Having a proxy close to the user, wherever they are, brings certain advantages for TikTok. If the service gets hit with a wave of Denial-of-Service packets, it can drop those faster and save network traffic costs.
For TikTok, the accelerators also serve to provide “neutrality” across cloud providers, allowing them to pick the ones with the best price and performance.
The accelerators are based on nginx, though modified to meet the heavier performance demands.
The service gets three different types of traffic from users: HTTPS, Google’s QUIC, and Websockets, which comes in through the cloud providers Anycast IP and shuttled to layer 4 load balancers.
The GSAs are run on the cloud provider’s Kubernetes services (usually a single cluster running 4-500 nodes). The cloud providers do a good job of managing Kubernetes, Siwach said, and the workloads can be easily moved across cloud providers, thanks to K8s.
The cloud providers also handle the autoscaling of network resources, important given the social media services’ spikey usage patterns.
The GSA handles aspects such as traffic, full-path encryption and certificate management, user privacy, application firewalls and other security measures.
Programmable Functions at the Edge
The GSA can provide rich details of the cloud provider’s network performance, and also provides unified management, freeing the the user from relying on the cloud providers.
It also provides programmable functions, which can help in performance routing, security management and cost optimization.
Siwach predicted that the edge “is going to evolve into being a function-as-a-service, where you can write simple scripts and programs with logic.”

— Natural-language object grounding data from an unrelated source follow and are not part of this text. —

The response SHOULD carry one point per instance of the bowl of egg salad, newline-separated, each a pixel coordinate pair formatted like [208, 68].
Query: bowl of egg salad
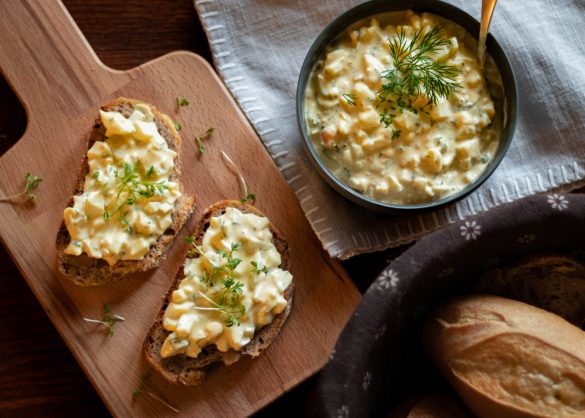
[395, 110]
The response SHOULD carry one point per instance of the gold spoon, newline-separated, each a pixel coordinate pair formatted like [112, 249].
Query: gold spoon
[487, 9]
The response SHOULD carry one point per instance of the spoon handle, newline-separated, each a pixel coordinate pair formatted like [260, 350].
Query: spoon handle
[487, 9]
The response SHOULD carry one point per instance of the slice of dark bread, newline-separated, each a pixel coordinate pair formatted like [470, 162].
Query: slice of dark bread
[552, 282]
[191, 371]
[88, 271]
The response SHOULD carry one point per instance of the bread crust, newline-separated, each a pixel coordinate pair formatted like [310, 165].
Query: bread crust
[191, 371]
[509, 359]
[87, 271]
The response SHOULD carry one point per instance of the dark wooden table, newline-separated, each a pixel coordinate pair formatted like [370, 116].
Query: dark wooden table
[38, 375]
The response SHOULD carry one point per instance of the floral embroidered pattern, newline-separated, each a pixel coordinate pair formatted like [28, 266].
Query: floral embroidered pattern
[367, 381]
[342, 412]
[386, 280]
[470, 230]
[557, 201]
[526, 239]
[379, 332]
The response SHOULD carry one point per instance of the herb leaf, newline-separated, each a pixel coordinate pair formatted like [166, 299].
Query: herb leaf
[415, 73]
[350, 98]
[181, 102]
[30, 184]
[201, 137]
[250, 198]
[108, 320]
[228, 298]
[257, 270]
[136, 186]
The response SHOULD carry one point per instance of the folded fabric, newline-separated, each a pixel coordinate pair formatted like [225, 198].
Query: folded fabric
[259, 45]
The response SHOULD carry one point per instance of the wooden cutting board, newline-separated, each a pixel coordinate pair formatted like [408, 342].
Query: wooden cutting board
[61, 84]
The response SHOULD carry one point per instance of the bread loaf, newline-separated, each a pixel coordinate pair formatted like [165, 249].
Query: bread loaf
[509, 359]
[552, 282]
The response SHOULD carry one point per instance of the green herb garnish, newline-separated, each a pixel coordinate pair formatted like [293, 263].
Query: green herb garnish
[144, 389]
[135, 186]
[30, 183]
[182, 102]
[200, 138]
[257, 270]
[350, 98]
[250, 198]
[108, 320]
[415, 73]
[227, 298]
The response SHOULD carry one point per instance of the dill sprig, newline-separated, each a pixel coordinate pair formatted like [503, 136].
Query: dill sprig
[201, 137]
[30, 183]
[144, 389]
[108, 320]
[135, 186]
[415, 73]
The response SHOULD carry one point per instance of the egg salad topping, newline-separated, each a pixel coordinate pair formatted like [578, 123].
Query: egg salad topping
[232, 288]
[400, 111]
[128, 198]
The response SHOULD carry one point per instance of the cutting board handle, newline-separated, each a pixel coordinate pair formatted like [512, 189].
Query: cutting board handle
[47, 60]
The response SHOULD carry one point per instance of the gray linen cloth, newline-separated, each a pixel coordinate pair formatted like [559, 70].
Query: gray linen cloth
[259, 46]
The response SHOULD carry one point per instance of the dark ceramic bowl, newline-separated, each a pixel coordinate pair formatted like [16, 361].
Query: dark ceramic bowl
[379, 360]
[370, 9]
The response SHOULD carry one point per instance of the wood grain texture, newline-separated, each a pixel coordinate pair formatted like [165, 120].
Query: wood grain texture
[61, 84]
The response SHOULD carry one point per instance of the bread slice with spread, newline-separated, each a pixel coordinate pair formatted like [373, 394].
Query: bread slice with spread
[231, 297]
[128, 203]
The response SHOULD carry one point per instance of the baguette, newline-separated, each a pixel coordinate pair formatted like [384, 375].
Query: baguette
[509, 359]
[551, 282]
[87, 271]
[191, 371]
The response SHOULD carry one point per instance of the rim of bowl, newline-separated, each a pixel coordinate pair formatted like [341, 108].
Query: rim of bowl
[371, 9]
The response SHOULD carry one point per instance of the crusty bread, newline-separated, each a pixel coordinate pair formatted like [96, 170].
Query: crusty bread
[434, 406]
[551, 282]
[88, 271]
[509, 359]
[191, 371]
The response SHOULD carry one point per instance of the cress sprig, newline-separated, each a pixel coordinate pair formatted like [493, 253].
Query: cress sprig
[228, 298]
[415, 73]
[135, 185]
[30, 184]
[108, 320]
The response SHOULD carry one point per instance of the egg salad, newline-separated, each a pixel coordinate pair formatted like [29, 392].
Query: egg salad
[233, 286]
[400, 111]
[128, 197]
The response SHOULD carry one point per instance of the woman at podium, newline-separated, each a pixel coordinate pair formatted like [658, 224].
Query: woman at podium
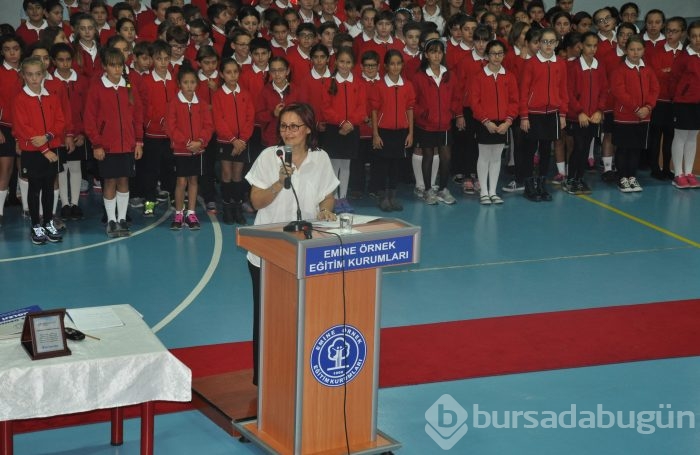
[296, 165]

Here the programmable functions can be used in a wide variety of ways, depending on user requirements. In fine-grained detail, you learn how much the cloud provider endpoint is costing, or how much the load balancing is costing. You get metrics from both the user side and the server side. Then you can program against the results.
“In certain applications, the latency is more important. So we program for that. Certain applications don’t care about latency — uploading images — so we program for that,” he said.
A GSA design provides a way to address regulations and compliance laws, and other requirements both internally and externally generated.
In fact, programmable functions (such as the ability to append more info on a packet header) may play a pivotal role for TikTok in this regard. The service has a dedicated team to manage user safety and data. They program policy for the company and would benefit from a central interface like GSA’s.
“This particular piece of software you can deploy at the periphery of the cloud provider, program the policy and hand over the reins to somebody else who you trust,” Siwach explained.
Into the Open Source Fray
For TikTok, this release will also be its first major foray into open source. Because the accelerator uses open source components (though Siwach only mentioned Nginx), TikTok wants to contribute back to the community.
“So please be kind to us. We don’t know the ways around here,” Siwach told the audience.